DATE: MONDAY, June 11, 1990                   TAG: 9006110219
SECTION: NATIONAL/INTERNATIONAL                    PAGE: A/2   EDITION: EVENING 
SOURCE: Associated Press
DATELINE: WOODS HOLE, MASS.                                LENGTH: Medium


CRUISE SHIP LEAKING FUEL OFF CAPE COD

A 90-foot tear discovered on the bottom of a cruise ship threatened a spill of 110,000 gallons of diesel fuel today off Cape Cod, the Coast Guard said.

The ship ran onto rocks in heavy fog and began taking on water Sunday, but the more than 1,060 passengers and crew members were evacuated and damage was at first believed confined to small tears that spilled up to 1,500 gallons of fuel.

However, divers late Sunday discovered a 2-foot-wide tear that exposed four of the Bermuda Star's fuel tanks containing 110,000 gallons of diesel, said Coast Guard spokesman Steve Aitkins.

"The potential exists for a medium to high probability of a major oil spill," the Coast Guard said in a statement.

Cleanup workers manned booms around the 617-foot ship to corral the fuel, and used absorbent material to soak up the spill.

Aitkins said that pressure from sea water was keeping most of the diesel in its tanks but that the fuel would have to be unloaded before the vessel could be moved for repairs.

The Coast Guard hoped to inspect the vessel at daybreak and use pumps on board to transfer the fuel into the ship's undamaged tanks or into other vessels, Aitkins said.

Earlier, he said the Coast Guard would charge Bermuda Star Cruise Line, the ship's owner, with federal pollution charges.

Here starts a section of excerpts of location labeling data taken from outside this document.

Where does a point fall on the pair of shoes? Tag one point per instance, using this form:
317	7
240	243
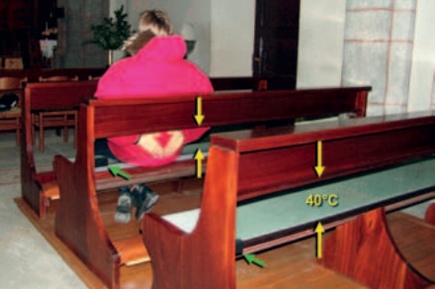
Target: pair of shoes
123	209
145	199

The captain, Hans Lewing, and other crew members were given blood and alcohol tests, which are routine after accidents. Results were expected today.

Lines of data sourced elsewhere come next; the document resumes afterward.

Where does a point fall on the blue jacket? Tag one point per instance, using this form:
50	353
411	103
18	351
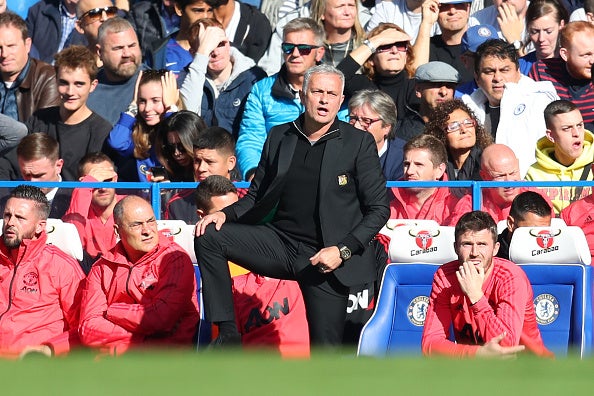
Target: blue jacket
270	103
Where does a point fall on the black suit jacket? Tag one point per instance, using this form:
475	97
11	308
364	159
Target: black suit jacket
353	201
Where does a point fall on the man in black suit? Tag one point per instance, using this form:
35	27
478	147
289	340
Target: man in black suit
316	202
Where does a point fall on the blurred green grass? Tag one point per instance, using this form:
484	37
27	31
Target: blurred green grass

The vessel, on a cruise from New York to Nova Scotia, went aground about five miles off Woods Hole while passengers were having breakfast. Tugboats freed it 13 hours later. The passengers and some of the crew were ferried to shore.

Flooding through the holes in the hull was under control by midday.

Passenger Robert Lewis, Wichita Falls, Texas, said no one on board panicked. "It was kind of like we bumped into something," he said. "There was a loud grinding noise, but no one seemed to be scared."

Scot Graham, a Coast Guard marine safety officer in Providence, R.I., said the ship was three hours ahead of schedule and off-course when it ran aground. Fog had cut visibility to about a quarter-mile, officials said.